I also figured out yesterday that the reason I was so lethargic on Friday was because it was too cold in the apartment. I was shivering yesterday morning–it was colder yesterday morning than it was Friday–when I remember, d’oh, the heat works properly now so I switched the upstairs and downstair thermostats to heat and within an hour, the apartment was toasty and warm and bearable. It is lovely again this morning (thank you, heater!), but I can also tell it’s cold again this morning–the windows around my desk always let me know how cold it is outside! (When I think about how much we used to freeze around here until the old system died…) In fact, Sparky is a kitty puddle in my easy chair right now, curled up inside the folds of the blanket resting in the chair–he’s always needier and cuddlier when it’s cold. He wouldn’t leave my chair yesterday, even when I’d get up for something to eat or drink–he stayed inside the blankets and waited for me to come back, which he never does. He usually runs ahead of me into the kitchen every time I get up to beg for food or treats or both.

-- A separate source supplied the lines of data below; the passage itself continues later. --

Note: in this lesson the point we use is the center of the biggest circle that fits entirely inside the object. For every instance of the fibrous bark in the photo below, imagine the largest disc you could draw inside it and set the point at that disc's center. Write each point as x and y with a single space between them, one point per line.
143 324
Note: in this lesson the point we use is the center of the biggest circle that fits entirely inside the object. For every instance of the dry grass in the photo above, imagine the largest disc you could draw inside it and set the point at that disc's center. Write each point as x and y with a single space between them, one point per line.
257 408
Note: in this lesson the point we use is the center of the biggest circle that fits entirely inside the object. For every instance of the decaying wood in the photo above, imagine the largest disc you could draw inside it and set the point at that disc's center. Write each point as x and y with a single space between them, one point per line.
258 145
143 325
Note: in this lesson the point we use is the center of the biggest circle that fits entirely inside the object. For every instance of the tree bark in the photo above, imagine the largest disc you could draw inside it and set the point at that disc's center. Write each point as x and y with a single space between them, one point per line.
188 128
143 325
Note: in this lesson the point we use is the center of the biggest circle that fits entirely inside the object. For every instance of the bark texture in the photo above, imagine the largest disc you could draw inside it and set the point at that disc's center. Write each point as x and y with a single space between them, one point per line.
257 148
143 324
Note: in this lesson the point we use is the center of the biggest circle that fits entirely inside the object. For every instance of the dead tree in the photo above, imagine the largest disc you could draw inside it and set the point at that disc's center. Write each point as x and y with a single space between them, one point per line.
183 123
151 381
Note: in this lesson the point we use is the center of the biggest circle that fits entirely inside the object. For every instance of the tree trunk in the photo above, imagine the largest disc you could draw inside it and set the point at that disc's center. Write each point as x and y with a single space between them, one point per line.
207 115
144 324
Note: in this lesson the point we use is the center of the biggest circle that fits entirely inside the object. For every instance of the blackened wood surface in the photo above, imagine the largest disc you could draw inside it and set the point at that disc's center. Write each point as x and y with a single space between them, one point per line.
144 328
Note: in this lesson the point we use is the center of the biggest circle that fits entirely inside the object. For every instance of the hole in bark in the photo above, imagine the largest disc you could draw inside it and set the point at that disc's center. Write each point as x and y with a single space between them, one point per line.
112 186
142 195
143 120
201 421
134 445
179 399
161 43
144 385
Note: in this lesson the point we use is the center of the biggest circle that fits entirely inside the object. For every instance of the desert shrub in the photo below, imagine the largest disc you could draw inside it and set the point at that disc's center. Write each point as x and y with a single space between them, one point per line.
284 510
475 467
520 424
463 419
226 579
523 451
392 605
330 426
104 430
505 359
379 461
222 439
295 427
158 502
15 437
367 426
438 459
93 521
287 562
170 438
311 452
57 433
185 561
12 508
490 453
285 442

He also started trying to get me up around five this morning.

I am not berating myself for using this time off to rest and recalibrate and to get ready to sprint to the end of the year. I’ve got some chores to do this morning, but I am going to read for a bit with my morning coffee first, get cleaned up, and then try to seriously tackle this downstairs, which has been out of control due to my own laziness for quite some time. I need to take these rugs out and shake them, then replaced and vacuumed to within an inch of their life, and I also should do the stairs. Paul will be home Tuesday night (thank God), and then we have a few weeks before the disruptions of Christmas and New Year’s. A new year of horrors is coming; hard to get excited about that, you know? But my role in the resistance this time is to call out bullshit and lies and bigotry whenever I see it or experience it. If it makes me a target, it makes me a target; as a gay author, I am already on a list somewhere, you can be sure of that–my money’s on the Family Research Council, anything that has to do with that fetid Dobson family, and Tony Perkins. So, if they are going to come for me anyway, may as well go down swinging.

And on that rather somber note, I am heading into the spice mines for the rest of the day. I may be back later–I’m debating doing a post on The Rival Queens–but will most definitely be back tomorrow morning before I start my new work week. Have a lovely Sunday, and I’ll talk to you later, Constant Reader.